In its June 2024 research report on GenAI Goldman Sach pulls together a variety of macro views of the state of GenAI affairs. This is done against the background of a projected AI capex of over USD1 trillion in the coming years, to be flowing into research of the technology itself, data centres, chips, infrastructure and power grids. Considering these hefty expenditures and the to date seemingly sparce, tangible benefits a debate is brewing among industry experts whether this colossal investment will yield commensurate returns.
The Skeptics
MIT’s Daron Acemoglu and GS’ Jim Covello (Head of Global Equity Research) are among the skeptics. Acemoglu forecasts only a limited economic upside from AI over the next decade, predicting that GenAI will increase US productivity by a mere 0.5% and GDP growth by 0.9%. He argues that AI’s current architecture is not designed to solve complex problems that would justify its high costs.
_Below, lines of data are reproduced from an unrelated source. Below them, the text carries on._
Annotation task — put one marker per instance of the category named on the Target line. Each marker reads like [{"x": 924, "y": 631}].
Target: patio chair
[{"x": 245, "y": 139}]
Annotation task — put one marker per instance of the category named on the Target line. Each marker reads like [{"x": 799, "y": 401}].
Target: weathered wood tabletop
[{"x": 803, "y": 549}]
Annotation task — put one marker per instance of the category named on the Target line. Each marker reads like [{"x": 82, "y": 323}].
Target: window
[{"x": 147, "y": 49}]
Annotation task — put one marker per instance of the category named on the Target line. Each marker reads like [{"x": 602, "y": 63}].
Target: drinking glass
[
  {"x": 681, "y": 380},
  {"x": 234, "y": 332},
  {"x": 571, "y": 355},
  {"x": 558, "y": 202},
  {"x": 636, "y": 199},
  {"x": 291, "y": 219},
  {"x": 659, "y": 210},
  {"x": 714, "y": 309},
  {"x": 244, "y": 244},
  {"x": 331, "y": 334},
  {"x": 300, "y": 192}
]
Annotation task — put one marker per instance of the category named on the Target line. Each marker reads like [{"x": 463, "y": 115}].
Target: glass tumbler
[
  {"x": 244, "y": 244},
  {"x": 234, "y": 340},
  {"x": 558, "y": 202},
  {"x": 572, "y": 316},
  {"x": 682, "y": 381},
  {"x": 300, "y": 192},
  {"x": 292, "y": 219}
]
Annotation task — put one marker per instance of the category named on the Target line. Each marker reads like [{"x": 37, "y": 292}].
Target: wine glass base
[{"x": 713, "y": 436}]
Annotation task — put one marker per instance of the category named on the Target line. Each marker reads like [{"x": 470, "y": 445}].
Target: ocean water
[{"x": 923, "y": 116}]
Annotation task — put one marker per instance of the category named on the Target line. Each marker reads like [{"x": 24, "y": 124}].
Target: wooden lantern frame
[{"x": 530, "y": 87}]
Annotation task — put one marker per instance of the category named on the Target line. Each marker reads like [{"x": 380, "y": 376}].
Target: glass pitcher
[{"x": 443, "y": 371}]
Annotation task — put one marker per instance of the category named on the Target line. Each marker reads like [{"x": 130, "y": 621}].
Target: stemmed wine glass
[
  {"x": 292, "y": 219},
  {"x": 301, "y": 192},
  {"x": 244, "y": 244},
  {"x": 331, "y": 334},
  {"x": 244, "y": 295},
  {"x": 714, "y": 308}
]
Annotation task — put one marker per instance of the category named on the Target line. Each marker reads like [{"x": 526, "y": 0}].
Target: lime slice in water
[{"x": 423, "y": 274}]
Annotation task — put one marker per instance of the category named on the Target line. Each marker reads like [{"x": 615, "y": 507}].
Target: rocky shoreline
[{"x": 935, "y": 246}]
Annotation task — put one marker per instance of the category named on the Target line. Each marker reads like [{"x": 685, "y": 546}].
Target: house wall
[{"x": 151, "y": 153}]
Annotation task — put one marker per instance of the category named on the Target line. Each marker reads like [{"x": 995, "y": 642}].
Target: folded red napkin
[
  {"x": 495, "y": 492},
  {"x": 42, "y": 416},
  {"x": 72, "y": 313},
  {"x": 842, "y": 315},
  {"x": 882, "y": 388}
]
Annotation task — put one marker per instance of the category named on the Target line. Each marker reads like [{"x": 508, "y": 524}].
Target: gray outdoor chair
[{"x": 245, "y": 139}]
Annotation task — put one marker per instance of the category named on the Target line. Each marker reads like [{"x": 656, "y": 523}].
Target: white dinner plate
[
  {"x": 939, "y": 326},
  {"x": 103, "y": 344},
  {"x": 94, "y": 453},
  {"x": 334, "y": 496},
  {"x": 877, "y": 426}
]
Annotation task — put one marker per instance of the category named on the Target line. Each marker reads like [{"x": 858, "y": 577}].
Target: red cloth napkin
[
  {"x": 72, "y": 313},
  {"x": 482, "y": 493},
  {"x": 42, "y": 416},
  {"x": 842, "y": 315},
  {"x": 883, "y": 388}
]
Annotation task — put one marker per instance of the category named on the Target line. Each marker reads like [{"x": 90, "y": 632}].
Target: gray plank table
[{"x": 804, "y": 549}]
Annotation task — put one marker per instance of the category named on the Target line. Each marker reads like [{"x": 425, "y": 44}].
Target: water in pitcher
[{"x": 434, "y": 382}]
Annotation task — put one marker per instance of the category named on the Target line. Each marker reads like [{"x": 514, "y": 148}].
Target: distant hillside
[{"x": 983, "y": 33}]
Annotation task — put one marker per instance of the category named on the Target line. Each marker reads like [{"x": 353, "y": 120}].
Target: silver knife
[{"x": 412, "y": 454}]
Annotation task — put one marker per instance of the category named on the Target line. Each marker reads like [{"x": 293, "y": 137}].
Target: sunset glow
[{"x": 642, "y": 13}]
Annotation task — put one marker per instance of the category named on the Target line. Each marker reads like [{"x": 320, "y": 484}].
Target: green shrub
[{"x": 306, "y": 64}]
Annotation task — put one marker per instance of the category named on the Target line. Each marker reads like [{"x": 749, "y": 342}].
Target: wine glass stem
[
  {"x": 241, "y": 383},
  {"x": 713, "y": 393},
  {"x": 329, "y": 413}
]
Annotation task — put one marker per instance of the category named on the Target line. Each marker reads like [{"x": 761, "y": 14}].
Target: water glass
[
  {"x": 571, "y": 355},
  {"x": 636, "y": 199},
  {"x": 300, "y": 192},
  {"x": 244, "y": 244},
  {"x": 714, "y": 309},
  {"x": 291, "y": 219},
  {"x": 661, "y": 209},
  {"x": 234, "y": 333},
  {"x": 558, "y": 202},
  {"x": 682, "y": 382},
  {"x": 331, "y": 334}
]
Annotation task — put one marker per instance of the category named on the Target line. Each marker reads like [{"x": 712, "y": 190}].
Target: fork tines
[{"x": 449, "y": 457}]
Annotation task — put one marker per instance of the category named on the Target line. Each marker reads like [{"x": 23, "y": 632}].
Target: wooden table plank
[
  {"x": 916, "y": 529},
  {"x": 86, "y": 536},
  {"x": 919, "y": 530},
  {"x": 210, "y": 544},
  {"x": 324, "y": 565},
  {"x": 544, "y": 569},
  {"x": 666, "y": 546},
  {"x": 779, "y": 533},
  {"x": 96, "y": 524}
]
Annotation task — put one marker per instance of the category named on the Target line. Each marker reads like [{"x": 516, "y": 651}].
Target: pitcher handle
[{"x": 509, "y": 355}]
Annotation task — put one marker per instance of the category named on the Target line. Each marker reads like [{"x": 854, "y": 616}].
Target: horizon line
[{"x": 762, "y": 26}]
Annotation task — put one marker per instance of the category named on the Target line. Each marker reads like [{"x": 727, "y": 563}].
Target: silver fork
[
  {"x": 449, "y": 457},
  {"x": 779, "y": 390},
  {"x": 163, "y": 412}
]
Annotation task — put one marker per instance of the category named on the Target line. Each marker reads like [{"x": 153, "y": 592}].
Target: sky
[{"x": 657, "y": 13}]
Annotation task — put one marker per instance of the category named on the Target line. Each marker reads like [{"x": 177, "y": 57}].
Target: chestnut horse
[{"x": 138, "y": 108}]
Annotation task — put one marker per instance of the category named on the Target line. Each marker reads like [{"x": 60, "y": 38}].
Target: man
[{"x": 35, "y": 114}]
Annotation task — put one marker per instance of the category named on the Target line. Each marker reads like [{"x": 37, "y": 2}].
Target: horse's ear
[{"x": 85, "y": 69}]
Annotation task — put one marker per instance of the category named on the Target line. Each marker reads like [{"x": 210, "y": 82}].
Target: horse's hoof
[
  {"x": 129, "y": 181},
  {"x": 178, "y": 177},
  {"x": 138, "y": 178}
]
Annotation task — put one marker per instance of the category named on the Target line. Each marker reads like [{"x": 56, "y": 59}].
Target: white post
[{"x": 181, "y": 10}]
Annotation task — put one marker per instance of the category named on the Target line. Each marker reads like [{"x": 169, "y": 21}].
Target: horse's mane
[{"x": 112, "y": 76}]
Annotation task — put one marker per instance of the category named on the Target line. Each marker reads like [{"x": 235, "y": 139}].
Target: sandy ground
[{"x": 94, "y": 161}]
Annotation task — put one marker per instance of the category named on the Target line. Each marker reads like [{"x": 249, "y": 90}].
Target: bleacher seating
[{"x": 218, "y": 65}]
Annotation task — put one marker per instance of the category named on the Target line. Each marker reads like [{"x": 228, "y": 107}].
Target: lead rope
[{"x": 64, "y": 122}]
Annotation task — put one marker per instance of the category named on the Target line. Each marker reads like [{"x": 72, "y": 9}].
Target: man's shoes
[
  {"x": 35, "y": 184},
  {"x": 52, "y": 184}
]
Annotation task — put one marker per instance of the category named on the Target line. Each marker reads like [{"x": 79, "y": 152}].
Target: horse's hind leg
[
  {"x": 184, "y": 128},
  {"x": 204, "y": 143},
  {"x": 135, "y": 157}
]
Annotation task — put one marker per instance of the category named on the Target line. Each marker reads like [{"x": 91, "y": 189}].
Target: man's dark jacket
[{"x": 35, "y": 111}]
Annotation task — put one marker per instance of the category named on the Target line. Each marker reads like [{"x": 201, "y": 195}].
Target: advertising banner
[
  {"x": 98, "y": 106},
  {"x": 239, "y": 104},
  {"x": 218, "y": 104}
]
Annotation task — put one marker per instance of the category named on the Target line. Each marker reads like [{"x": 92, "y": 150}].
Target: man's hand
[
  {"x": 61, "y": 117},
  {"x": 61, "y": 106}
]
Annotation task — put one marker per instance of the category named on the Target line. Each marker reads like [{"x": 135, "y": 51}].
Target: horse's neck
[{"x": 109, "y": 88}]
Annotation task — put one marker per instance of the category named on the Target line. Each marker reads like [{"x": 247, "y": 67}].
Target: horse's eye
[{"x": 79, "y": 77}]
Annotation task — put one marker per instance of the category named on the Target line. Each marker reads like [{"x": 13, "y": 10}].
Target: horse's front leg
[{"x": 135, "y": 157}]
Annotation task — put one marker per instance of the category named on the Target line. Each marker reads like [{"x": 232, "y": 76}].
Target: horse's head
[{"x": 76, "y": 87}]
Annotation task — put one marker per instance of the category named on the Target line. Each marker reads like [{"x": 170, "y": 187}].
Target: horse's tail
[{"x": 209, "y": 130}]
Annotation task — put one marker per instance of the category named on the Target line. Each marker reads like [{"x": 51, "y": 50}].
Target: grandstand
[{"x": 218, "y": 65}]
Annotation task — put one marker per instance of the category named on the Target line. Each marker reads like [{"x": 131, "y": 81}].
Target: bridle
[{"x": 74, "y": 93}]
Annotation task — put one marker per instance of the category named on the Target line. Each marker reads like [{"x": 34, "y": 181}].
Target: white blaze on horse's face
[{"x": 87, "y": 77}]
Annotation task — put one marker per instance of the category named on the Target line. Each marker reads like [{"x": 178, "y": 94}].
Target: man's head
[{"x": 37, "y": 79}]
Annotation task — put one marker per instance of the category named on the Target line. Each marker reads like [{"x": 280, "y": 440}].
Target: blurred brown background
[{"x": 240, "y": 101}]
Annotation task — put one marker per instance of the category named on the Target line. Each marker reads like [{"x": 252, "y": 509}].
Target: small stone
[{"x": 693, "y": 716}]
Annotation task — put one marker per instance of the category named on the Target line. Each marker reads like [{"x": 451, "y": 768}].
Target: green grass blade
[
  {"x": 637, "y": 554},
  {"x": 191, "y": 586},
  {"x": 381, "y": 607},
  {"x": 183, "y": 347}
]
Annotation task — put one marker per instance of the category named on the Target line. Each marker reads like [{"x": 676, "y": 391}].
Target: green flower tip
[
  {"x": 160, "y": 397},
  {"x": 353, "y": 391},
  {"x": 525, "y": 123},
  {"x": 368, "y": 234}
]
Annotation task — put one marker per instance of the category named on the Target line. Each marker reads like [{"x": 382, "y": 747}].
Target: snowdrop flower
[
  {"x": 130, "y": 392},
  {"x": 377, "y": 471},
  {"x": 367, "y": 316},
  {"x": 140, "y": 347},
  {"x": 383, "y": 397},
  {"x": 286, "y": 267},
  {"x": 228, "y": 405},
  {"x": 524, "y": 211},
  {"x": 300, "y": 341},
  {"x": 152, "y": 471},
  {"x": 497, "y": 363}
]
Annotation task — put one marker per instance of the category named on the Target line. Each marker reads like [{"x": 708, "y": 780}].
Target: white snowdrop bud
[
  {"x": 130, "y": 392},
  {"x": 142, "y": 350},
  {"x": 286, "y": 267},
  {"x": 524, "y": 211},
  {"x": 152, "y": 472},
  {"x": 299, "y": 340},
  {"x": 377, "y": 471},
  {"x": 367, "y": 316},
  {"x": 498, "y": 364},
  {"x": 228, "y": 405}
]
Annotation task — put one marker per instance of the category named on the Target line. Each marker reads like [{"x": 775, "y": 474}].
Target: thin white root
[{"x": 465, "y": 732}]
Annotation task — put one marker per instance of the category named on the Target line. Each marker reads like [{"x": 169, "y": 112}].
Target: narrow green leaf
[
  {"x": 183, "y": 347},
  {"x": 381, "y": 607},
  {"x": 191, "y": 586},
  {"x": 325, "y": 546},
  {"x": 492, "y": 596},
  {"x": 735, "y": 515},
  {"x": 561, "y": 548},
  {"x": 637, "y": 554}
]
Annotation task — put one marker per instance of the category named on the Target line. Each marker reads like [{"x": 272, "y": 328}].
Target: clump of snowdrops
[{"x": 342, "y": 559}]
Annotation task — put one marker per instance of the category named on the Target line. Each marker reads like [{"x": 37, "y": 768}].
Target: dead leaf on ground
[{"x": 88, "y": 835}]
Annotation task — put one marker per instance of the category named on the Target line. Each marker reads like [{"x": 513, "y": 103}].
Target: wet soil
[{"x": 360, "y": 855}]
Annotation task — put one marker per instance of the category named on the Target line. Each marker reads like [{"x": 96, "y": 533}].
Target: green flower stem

Covello shares this sentiment, emphasizing that AI technology, unlike the internet in its early days, is not only exceptionally expensive, but also lacks the product roadmap that existed at the inception of other technologies and hence AI is not poised to deliver cost-effective solutions to complex problems. Covello also doubts that AI’s costs will decline significantly, making widespread AI-powered automation economically unfeasible.
The Optimists
On the other side of the spectrum, GS’ Joseph Briggs (Global Economics Research), Kash Rangan (US Software Equity Research Analyst), and Eric Sheridan (US Internet Equity Research Analyst) express optimism about AI’s economic potential: They argue that AI could ultimately automate 25% of work tasks, potentially increasing US productivity by 9% and GDP by 6.1% over the next decade. Briggs highlights the historical trend of technological innovations leading to new task creation and labour reallocation, which he believes will apply to AI as well. Rangan and Sheridan note that current AI capex spending (in some cases over 30% of revenue), while substantial, is no outlier compared with previous tech investment cycles.
The Constraints
Despite the optimism, significant constraints loom on the horizon. A lot of attention has been paid to chip shortages. Less focus is placed on a looming power shortage, which could constrain the expansion of data centres and, consequently, AI development. For the US its aging power grid, combined with regulatory and supply chain challenges, poses a formidable barrier to scaling AI. Brian Janous of Cloverleaf Infrastructure sees need to add well in excess of 100 GW of peak capacity to a system that currently handles around 800 GW at peak, while wait times of power projects to connect to the grid are currently 40-70 months.